I have my initial interview for my Attention Deficit Hyperactivity Disorder (ADHD) test on Thursday.
Not doing this again
Literally the only thing keeping me from stressing out over this upcoming test is the fact that I stressed myself out over the last psychological exam I was supposed to have, and the doctor declined to test me as I was, in his words, a “sophisticated” patient. I’m still trying to parse exactly what that means.


While it would seem like my busy schedule and ability to earn 100s in my classes are a sign there’s nothing wrong with me, I find myself wondering if the fact I somehow get myself to the finish line is confusing people over the fact that the journey is so hellacious that thoughts of self-harm and suicide are commonplace in my head.

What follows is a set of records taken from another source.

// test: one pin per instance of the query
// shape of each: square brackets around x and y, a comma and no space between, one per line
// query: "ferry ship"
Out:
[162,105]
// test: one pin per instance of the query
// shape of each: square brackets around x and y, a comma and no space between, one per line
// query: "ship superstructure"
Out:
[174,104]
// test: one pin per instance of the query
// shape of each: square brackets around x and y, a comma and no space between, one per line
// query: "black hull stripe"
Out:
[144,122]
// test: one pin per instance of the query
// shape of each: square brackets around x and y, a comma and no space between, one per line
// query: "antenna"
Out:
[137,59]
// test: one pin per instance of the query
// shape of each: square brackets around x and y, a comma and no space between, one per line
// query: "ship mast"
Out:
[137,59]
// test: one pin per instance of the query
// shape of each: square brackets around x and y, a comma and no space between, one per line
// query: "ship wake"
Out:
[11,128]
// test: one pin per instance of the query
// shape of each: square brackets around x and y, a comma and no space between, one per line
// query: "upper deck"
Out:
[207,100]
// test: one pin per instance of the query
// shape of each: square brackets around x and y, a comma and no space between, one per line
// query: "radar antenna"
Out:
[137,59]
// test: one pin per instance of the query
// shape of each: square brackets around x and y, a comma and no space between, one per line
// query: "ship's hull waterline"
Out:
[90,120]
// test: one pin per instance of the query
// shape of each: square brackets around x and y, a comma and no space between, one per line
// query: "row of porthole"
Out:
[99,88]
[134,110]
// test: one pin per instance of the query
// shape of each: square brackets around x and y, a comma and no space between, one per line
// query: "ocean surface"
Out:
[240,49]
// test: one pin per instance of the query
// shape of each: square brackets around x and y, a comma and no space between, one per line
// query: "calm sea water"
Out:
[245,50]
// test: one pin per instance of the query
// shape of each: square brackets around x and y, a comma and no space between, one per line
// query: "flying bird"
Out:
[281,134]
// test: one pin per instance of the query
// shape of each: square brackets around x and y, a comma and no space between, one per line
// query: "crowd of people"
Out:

Sometimes I wonder the same.
I thought about it when a previous doctor dismissed my concerns about being unable to sit and read a book as nothing to be worried about. After all, I was an English major for my first bachelor’s. What English major couldn’t read?

This English major can’t read
I downloaded a book about introducing strange cats to resident cats because I’m taking my parents’ cat in at the end of the week. I stare at the neglected Kindle app on my phone and quietly wondered what happened.
I used to be a voracious reader. I used to read so much I would get in trouble in grade school for not paying attention in class. Now, I’m lucky if I get a whole paragraph in before my eyes slip from the words and my mind wanders.
Suddenly, I remember something I need to do, and I know myself well enough to know that if I leave this thought for a second I will abandon it. I stop reading and get up to fix whatever it was and once my concentration is broken, there’s no mending it. The last time I consistently read for pleasure was 2008.
Trapped inside my own brain is something I’m used to
Some days it feels like I might jump out of my own skin. My mind goes a mile a minute, unfettered by what I can only assume normal people have in their brains to prevent this. I can’t read, I can’t think, and my brain has to keep talking, so it throws nonsense at me as if that’s good enough.
“Oh, so you’re finally getting that treated?”
No one was surprised when I told them I was being tested for ADHD. A friend reminds me that when we were dating, he asked me if I had it. I dismissed his inquiry, of course, because I was manic and felt more sane than anyone else in the world.

Everyone’s journey is different, and so is everyone’s outcome. My ability to make it look like I have everything together is hardly worthy of accolades because everything is not together. As I stand, facing a fourth diagnosis of mental illness, all I can do is nothing.
There is nothing that will prepare me for the interview or the test or the ultimate diagnosis. It ultimately doesn’t matter. Diagnosis is the first step towards treatment and just because no one with a PhD has told me I have a mental illness doesn’t change the fact that I have it.
In the immortal words of Daria’s Jane Lane, “Chin up, nose up, let’s go.”